Figura 2: resina mínima incorporação e preparação para o FIB-SEM. (a) plástico filme e palitos de dentes que são usados para a incorporação mínima de resina, escala bar 4 cm. (b) nervo tibial drenado de resina em cima de filme plástico, escala bar 250 µm. (c) nervo tibial polimerizado em filme plástico, em seguida, cortar e montado sobre o esboço SEM com resina condutiva de prata, escala bar 250 µm. (d) amostras polimerizadas em cima do esboço SEM, escala bar 3 mm. (e) amostras revestidas com ouro sobre o esboço de SEM, escala bar 3 mm. clique aqui para ver uma versão maior desta figura.

Figura 3: preparação da amostra dentro o FIB-SEM. (a e e) Imagem de elétrons secundários dentro o FIB-SEM da amostra de superfície (a) nervo tibial, escala bar 100 µm. (e) c. elegans, escala bar 2 µm. (b-d) e (f-h) secção transversal através de amostra usando o detector de ESB para a imagem latente. (b e c) Nervo tibial, escala bar 2 µm. (f e g) c. elegans, escala bar 1 µm e 200 nm. (b e f) São mostrados os resultados de congelamento de alta pressão e congelamento de substituição sem realce, Considerando que todas as outras imagens mostram resultados da substituição de congelamento reforçada. (d e h) Imagem detalhada da amostra usando o detector do ESB. (d) nervo tibial, escala bar 200 nm. (h) c. elegans, escala bar 200 nm.
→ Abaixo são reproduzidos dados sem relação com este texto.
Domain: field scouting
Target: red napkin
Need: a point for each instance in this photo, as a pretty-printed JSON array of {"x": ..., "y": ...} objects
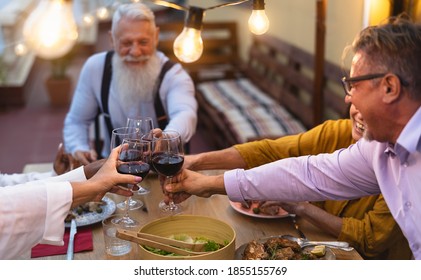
[{"x": 83, "y": 242}]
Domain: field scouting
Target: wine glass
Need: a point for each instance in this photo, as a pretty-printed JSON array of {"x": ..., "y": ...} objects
[
  {"x": 143, "y": 126},
  {"x": 117, "y": 136},
  {"x": 134, "y": 159},
  {"x": 168, "y": 159}
]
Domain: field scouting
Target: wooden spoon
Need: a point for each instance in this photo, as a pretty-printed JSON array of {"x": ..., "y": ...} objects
[{"x": 132, "y": 236}]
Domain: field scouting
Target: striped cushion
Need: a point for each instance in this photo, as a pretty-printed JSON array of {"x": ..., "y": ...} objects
[{"x": 249, "y": 112}]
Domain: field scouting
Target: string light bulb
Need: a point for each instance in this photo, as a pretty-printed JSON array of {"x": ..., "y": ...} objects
[
  {"x": 188, "y": 46},
  {"x": 51, "y": 31},
  {"x": 258, "y": 21}
]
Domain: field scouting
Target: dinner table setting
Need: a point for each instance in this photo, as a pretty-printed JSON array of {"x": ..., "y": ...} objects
[{"x": 86, "y": 236}]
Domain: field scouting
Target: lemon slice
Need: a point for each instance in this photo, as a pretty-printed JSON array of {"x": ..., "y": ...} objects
[
  {"x": 182, "y": 237},
  {"x": 319, "y": 250}
]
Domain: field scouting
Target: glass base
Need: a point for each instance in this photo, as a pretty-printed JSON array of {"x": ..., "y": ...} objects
[
  {"x": 126, "y": 222},
  {"x": 142, "y": 191},
  {"x": 133, "y": 204},
  {"x": 170, "y": 209}
]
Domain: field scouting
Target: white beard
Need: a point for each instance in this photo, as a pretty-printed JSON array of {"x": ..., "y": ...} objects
[{"x": 134, "y": 84}]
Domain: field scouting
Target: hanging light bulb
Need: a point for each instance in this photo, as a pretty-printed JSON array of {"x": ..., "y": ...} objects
[
  {"x": 188, "y": 46},
  {"x": 21, "y": 49},
  {"x": 50, "y": 31},
  {"x": 88, "y": 20},
  {"x": 258, "y": 21},
  {"x": 102, "y": 13}
]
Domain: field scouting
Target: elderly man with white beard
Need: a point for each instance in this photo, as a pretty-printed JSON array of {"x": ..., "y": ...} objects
[{"x": 135, "y": 85}]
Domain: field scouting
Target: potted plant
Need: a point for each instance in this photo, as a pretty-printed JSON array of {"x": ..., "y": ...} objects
[{"x": 59, "y": 83}]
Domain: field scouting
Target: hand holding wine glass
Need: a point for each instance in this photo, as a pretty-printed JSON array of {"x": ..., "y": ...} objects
[
  {"x": 117, "y": 136},
  {"x": 167, "y": 159},
  {"x": 134, "y": 159},
  {"x": 144, "y": 127}
]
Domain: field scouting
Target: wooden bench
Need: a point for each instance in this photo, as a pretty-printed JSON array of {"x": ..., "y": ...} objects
[{"x": 268, "y": 96}]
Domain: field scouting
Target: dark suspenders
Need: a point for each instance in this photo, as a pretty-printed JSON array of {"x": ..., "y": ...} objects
[{"x": 105, "y": 92}]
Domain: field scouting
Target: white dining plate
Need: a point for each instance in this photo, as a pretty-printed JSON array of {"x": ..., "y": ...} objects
[
  {"x": 328, "y": 256},
  {"x": 89, "y": 218},
  {"x": 249, "y": 212}
]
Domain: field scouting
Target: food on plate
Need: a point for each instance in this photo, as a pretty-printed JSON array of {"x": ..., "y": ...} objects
[
  {"x": 262, "y": 207},
  {"x": 276, "y": 248},
  {"x": 92, "y": 206},
  {"x": 319, "y": 250}
]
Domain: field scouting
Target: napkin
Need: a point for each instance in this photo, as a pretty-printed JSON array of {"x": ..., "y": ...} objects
[{"x": 83, "y": 242}]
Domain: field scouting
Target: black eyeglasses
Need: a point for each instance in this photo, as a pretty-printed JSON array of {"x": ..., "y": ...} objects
[{"x": 347, "y": 82}]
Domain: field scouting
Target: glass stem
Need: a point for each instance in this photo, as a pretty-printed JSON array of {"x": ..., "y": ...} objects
[{"x": 171, "y": 204}]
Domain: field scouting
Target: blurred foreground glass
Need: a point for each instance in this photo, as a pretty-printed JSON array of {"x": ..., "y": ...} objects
[{"x": 114, "y": 246}]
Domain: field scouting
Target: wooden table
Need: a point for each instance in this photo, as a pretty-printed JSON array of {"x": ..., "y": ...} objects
[{"x": 246, "y": 227}]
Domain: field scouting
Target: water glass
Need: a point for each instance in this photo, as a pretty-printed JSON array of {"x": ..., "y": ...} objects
[{"x": 114, "y": 246}]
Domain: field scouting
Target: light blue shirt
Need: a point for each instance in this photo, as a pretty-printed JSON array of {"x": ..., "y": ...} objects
[
  {"x": 364, "y": 168},
  {"x": 177, "y": 93}
]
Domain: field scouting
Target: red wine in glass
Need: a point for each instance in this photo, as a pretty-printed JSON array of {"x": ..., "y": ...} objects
[
  {"x": 167, "y": 164},
  {"x": 139, "y": 168}
]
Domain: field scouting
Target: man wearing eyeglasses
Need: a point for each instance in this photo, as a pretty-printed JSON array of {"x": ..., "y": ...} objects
[{"x": 385, "y": 86}]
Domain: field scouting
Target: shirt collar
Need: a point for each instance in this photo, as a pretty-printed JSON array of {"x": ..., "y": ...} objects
[{"x": 409, "y": 141}]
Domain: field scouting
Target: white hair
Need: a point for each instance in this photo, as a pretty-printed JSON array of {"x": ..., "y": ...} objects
[{"x": 132, "y": 11}]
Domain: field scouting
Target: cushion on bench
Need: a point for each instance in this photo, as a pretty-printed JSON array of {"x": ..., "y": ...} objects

Clique aqui para ver uma versão maior desta figura.

Figura 4: aquisição e visualização de imagem. (a) dados do EM mostrado no IMOD com virtualmente resliced x / y/z-planos e z - escala bar 2 µm. (b) segmentado axônios EM dados (azuis), Remak bundles (vermelhos), bainhas de mielina (amarelo e laranja), e as mitocôndrias (turquesas), escala bar 2 µm. (c e d) modelo 3D, escala bar 2 µm e 500 nm . Clique aqui para ver uma versão maior desta figura.